Total Iron-Binding Capacity (TIBC)
TIBC measures how much iron the blood could theoretically carry. Together with serum iron and ferritin it pins down iron-deficiency vs anaemia of chronic disease vs iron overload.
What it measures
TIBC is a measurement of the total amount of iron that transferrin (the iron-transport protein) could bind if every transferrin molecule were saturated. It's essentially a proxy for the transferrin concentration. The body upregulates transferrin production when iron stores are low, raising TIBC — so high TIBC is a classic finding in iron-deficiency anaemia. Conversely, in chronic inflammation, malnutrition or iron overload, transferrin synthesis drops and TIBC falls. Used with serum iron to calculate transferrin saturation (TSAT = iron / TIBC × 100).
What a high value can mean
- Iron-deficiency anaemia — the textbook finding; body upregulates transferrin to scavenge any remaining iron.
- Late pregnancy — physiological rise.
- Oral contraceptives, estrogen therapy — pharmacological rise.
What a low value can mean
- Anaemia of chronic disease — hepcidin downregulates transferrin synthesis; TIBC and iron both fall.

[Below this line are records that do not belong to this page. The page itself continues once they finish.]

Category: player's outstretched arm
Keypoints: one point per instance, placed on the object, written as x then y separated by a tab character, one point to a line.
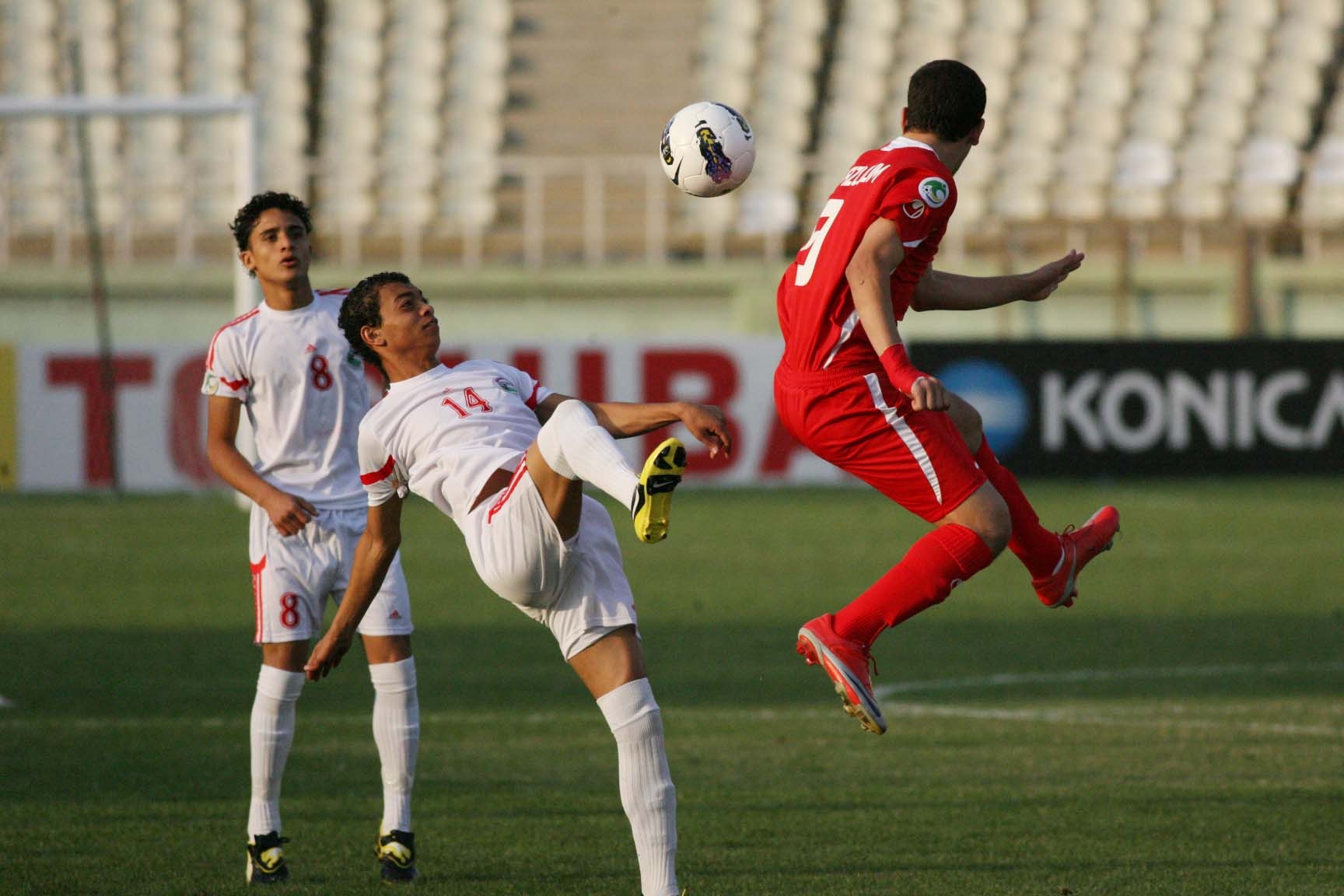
373	556
625	419
940	290
288	512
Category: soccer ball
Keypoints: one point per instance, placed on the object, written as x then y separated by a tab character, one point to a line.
707	149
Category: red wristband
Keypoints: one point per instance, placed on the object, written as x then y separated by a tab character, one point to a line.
898	367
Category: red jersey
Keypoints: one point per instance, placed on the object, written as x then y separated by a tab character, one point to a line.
904	182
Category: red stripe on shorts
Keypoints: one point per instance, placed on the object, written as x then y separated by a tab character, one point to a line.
513	484
257	569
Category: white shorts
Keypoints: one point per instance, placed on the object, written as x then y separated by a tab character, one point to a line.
577	589
293	576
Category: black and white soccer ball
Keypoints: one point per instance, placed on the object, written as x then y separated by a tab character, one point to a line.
707	149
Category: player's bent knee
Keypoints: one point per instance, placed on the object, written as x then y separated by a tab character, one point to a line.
996	524
289	656
967	419
386	648
985	513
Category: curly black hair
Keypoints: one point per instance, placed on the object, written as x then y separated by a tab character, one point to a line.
247	218
360	310
945	98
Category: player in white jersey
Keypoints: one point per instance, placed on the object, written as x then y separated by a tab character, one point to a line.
506	460
288	363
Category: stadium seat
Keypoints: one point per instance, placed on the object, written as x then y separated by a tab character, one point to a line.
1268	167
31	149
1323	187
410	124
1144	173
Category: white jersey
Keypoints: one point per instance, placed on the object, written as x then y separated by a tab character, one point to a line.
444	433
304	391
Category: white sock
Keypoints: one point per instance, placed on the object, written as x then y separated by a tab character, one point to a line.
397	735
647	792
578	448
271	733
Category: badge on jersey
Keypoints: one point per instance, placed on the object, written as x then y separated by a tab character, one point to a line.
934	191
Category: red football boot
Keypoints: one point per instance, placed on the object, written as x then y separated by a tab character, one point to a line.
1081	546
847	664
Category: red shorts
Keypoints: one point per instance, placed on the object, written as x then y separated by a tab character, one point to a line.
855	419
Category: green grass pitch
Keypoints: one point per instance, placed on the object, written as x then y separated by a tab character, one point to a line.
1179	731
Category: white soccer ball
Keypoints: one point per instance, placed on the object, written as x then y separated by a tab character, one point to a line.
707	149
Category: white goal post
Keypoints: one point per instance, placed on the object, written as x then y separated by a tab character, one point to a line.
242	109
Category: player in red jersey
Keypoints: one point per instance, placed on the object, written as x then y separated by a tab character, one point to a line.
847	390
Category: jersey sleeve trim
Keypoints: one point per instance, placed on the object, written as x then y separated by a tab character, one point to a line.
210	358
380	474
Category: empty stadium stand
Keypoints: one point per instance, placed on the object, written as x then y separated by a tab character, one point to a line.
524	129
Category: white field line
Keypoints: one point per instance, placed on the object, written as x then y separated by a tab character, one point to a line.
1151	719
1085	676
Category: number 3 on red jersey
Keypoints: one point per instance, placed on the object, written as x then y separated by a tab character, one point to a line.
812	247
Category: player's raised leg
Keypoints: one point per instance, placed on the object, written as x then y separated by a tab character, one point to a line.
613	672
577	448
1052	561
965	541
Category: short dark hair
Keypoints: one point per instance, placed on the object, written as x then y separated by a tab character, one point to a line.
247	218
360	310
945	98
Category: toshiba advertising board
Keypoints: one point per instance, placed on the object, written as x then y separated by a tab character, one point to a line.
1050	408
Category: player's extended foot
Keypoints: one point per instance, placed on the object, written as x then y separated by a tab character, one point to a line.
267	859
652	502
395	852
847	664
1081	546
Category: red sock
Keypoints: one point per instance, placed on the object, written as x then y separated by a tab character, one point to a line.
1037	547
934	565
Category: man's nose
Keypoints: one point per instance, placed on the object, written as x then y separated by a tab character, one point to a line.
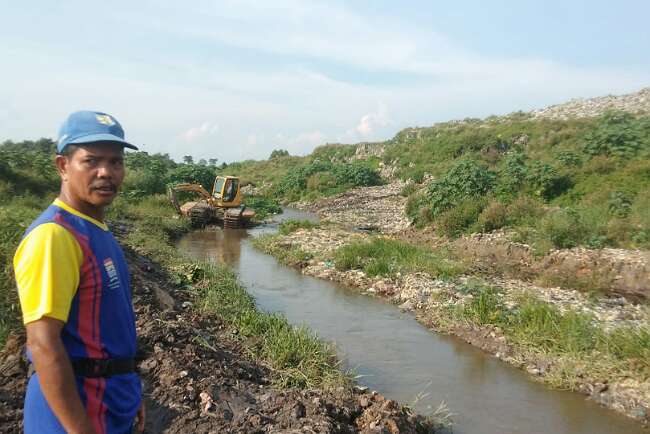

- Hemochromatosis or iron overload — body stops making transferrin when stores are full.
- Malnutrition, chronic liver disease, nephrotic syndrome — protein-loss states; transferrin is a negative acute-phase reactant.
- Active inflammation, malignancy — similar mechanism to anaemia of chronic disease.
When to discuss with a doctor
TIBC is rarely interpreted alone — it is the denominator in the transferrin-saturation calculation. Together with serum iron and ferritin it lets a clinician place the patient into one of three iron-physiology buckets (deficiency / chronic-disease / overload). Mediora.AI shows the full panel; treatment depends on which bucket.